Hi guys, I'll try to keep it as short as possible.
Basically, I love the webcomic xkcd. And recently, I've been browsing around for a downloader, and have found one written in Perl that works great. It even grabs the Alt-Text (text that pops up when you hover your mouse over the comic for a second or so), which is a a feature I was desperately looking for.

I thought it was all too good to be true, the program did everything I wanted it to, so well. It would download each comic to it's own folder, and save the alt-text in a text file in the same folder.

It's only after looking at the output do I find the problems:
1) (Main) When working with a comic strip that uses apostrophes, whether they are in the title, or the alt-text doesn't matter, it would not use an apostrophe. Instead of saving a file say, called "It's Hot Today.png" it would save it as "It's Hot Today.png", but instead of an apostrophe, there would be this:

& # 3 9 ;

NOTE: I had to put a space between each character, otherwise the forum would convert it into an apostrophe.
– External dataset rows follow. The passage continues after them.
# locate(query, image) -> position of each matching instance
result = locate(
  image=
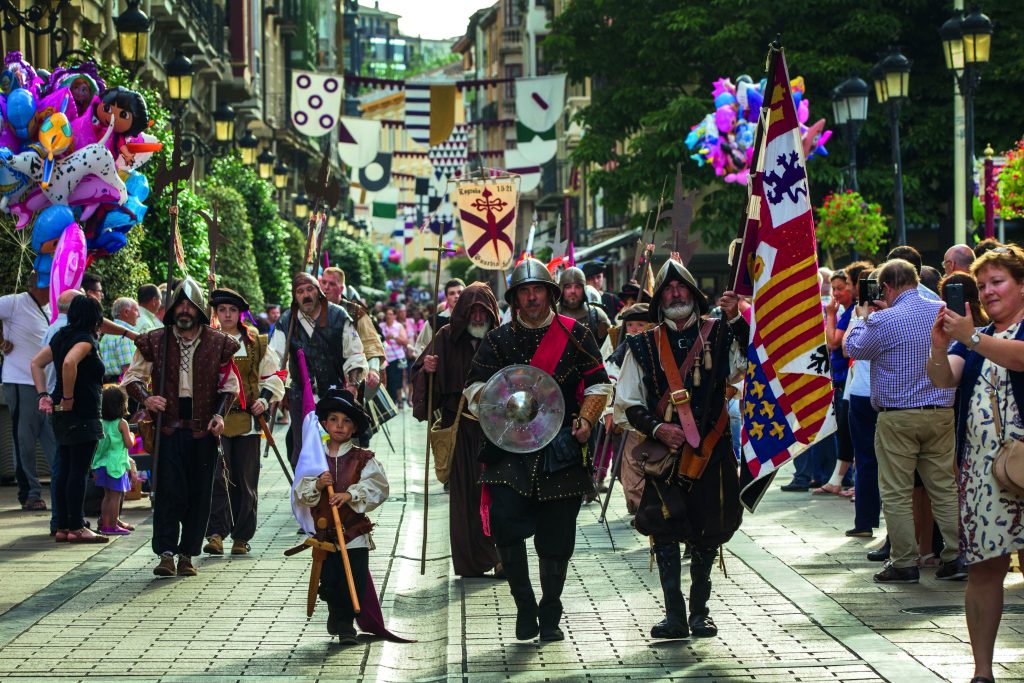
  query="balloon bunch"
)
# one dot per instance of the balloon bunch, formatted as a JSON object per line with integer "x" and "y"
{"x": 70, "y": 153}
{"x": 724, "y": 139}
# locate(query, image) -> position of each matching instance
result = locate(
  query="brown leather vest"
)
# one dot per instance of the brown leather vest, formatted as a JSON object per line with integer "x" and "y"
{"x": 213, "y": 351}
{"x": 239, "y": 422}
{"x": 354, "y": 523}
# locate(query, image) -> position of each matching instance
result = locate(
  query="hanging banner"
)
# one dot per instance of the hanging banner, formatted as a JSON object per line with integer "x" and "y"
{"x": 358, "y": 140}
{"x": 539, "y": 101}
{"x": 528, "y": 172}
{"x": 539, "y": 147}
{"x": 315, "y": 102}
{"x": 377, "y": 175}
{"x": 487, "y": 214}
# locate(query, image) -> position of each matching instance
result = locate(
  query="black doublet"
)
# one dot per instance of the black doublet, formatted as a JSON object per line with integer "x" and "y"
{"x": 513, "y": 344}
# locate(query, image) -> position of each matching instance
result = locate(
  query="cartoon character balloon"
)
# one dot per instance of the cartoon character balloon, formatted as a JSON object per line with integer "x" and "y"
{"x": 724, "y": 139}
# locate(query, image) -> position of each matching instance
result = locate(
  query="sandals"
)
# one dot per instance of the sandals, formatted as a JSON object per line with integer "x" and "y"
{"x": 85, "y": 536}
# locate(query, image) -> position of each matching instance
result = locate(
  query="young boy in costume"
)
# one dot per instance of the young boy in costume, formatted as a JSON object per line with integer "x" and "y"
{"x": 359, "y": 486}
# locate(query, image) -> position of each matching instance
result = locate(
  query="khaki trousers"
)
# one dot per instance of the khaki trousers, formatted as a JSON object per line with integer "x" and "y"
{"x": 922, "y": 440}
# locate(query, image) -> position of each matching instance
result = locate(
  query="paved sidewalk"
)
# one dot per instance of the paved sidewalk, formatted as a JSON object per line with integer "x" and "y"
{"x": 798, "y": 604}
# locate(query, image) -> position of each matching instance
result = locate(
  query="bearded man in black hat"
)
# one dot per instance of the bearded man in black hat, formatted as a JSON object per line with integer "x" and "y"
{"x": 672, "y": 390}
{"x": 200, "y": 386}
{"x": 539, "y": 494}
{"x": 326, "y": 335}
{"x": 235, "y": 487}
{"x": 573, "y": 303}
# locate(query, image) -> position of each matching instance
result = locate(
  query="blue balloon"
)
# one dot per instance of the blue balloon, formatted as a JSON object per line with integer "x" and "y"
{"x": 20, "y": 111}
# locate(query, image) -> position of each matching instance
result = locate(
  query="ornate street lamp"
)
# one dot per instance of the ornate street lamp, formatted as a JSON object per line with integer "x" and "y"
{"x": 850, "y": 112}
{"x": 133, "y": 36}
{"x": 179, "y": 78}
{"x": 301, "y": 206}
{"x": 249, "y": 146}
{"x": 892, "y": 82}
{"x": 967, "y": 43}
{"x": 281, "y": 176}
{"x": 265, "y": 163}
{"x": 223, "y": 123}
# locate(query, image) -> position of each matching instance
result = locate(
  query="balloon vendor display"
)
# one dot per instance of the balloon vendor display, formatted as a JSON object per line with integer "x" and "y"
{"x": 724, "y": 139}
{"x": 70, "y": 154}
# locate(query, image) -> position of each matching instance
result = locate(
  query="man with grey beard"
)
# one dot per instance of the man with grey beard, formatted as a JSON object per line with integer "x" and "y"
{"x": 199, "y": 388}
{"x": 573, "y": 304}
{"x": 672, "y": 390}
{"x": 450, "y": 360}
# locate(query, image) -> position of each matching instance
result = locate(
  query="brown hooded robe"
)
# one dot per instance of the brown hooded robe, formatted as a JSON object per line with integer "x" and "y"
{"x": 472, "y": 552}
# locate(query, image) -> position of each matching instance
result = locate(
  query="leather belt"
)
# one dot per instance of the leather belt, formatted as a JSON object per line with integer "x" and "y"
{"x": 916, "y": 408}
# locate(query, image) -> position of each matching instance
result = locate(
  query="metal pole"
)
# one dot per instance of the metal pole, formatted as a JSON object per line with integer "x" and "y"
{"x": 898, "y": 171}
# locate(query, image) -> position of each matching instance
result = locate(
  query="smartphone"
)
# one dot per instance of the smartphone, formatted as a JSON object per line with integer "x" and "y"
{"x": 953, "y": 293}
{"x": 867, "y": 290}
This would occur within the alt-text files as well, if the alt-text contained an apostrophe.

Is it maybe an issue with the operating system (Ubuntu 10.10, 32-Bit)?
Does anyone know what I can change either in my system, or in the script, to rectify this problem?

The second problem:
2) 90% of the comics on www.xkcd.com are in the .png format. But about 10% are not. The problem is, is that the program says to save the file as "x.png"
-even if the actual file is a .jpg

Being the absolute beginner I am, I have no idea how to change this from "save all images to the png extension" to "save all images to the original format it is in".


If anyone could provide any help at all, or even just give their opinion on potential solutions, it would be greatly appreciated.
The full source code of the application is listed below.

Again, I am just starting out in the world of Perl, and have next to no experience with it, nor it's syntax.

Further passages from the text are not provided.